ランタイムにフォームの MDIParent プロパティが設定されて(実際に MDI 子フォームとなって)フォームがアクティブになると、フォームのツールバー、ツール、およびメニューが、MDI 親フォームのツールバー、ツール、およびメニューに自動的にマージされます。マージを実行するためのコードを開発者が追加する必要はありません。マージ プロセスでは、親のツールバー、ツール、およびメニューと、アクティブな子フォームのツールバー、ツール、およびメニューとが、それぞれのキー(ツールの場合はツール タイプ)に基づいて比較されます。
ツールバーのマージ - MDI 親フォームのツールバーと MDI 子フォームのツールバーが同じキーを持っている場合は、MDI 子フォームがアクティブ化されたときに双方のツールバーの内容が親フォームでマージされます。ただひとつの例外として、MainMenuBars としてマークされているツールバーはキーの一致不一致に関係なくマージされます。
メニューのマージ - MDI 親フォームのメニューと MDI 子フォームのメニューが同じキーを持っている場合は、2 つのメニューの MergeType プロパティの設定に応じて、双方の内容が マージされることがあります 。メニューのデフォルトの Merge Type は 'MergeItems' です。これによって、下の「ツールのマージ」で説明している規則に従って親メニューと子メニュー上の個々のツールはマージされます。

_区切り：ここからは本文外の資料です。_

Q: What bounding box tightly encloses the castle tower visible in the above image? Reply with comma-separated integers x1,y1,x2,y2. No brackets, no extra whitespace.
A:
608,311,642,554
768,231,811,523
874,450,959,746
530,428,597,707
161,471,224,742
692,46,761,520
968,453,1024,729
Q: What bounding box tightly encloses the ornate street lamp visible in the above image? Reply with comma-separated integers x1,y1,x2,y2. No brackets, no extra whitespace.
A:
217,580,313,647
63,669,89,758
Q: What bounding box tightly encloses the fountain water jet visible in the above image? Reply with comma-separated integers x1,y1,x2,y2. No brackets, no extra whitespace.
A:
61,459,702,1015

その他の MergeType としては、Add(追加)、Merge(マージ)、Remove(削除)があります。
親子双方のメニューの MergeType が Default 以外に設定されている場合は、子のメニューの MergeType 設定のほうが優先されます。MergeType プロパティの組み合わせにより、結果的にメニューがマージされる場合は、下の「ツールのマージ」で説明している規則に従って、メニュー上の個々のツールがマージされます。 * ツールのマージ - 親のツールバー上またはメニュー上の個々のツールが子のツールバーまたはメニューとマージされるときは、マージ プロセスによって、各ツールバーまたはメニュー上に「 一致する 」ツールが存在するかどうかが確認されます。ツールが「 一致する 」と見なされるためには、それらのキーとタイプの両方が同じである必要があります。たとえば、親ツールバーと子ツールバーをマージする際に、「Foo」というキーを持つ Button ツールが親ツールバーにあり、「Foo」というキーを持つ Textbox ツールが子ツールバーにある場合、それらは一致するものとは見なされません。しかし、親と子の双方のツールバーに、「Foo」というキーを持つ Button ツールが含まれていれば、それらは一致するものと見なされます。
親ツールと「一致」しない子ツールは、親のツールバーまたはメニューに常にマージされます。親ツールと「一致」する子ツールは、2 つのツールの MergeType プロパティの設定に応じてマージされます。ツールのデフォルトの MergeType は Replace です(例外として、PopupMenuTool は MergeItems というデフォルトの MergeType を持っています)。この設定では、親のツールバー上またはメニュー上のツールを置き換えるために子のツールを使用します(子ツールが親ツールバーに存在しない場合でも追加されます)。その他の MergeType としては、Add(追加)および Remove(削除)があります。
MDI 子フォームから MDI 親フォームへのツールのマージ方法の詳細については、タスクベースのヘルプ トピック 「MergeOrder と MergeType を使用した MDI ツールのマージの制御」を参照してください。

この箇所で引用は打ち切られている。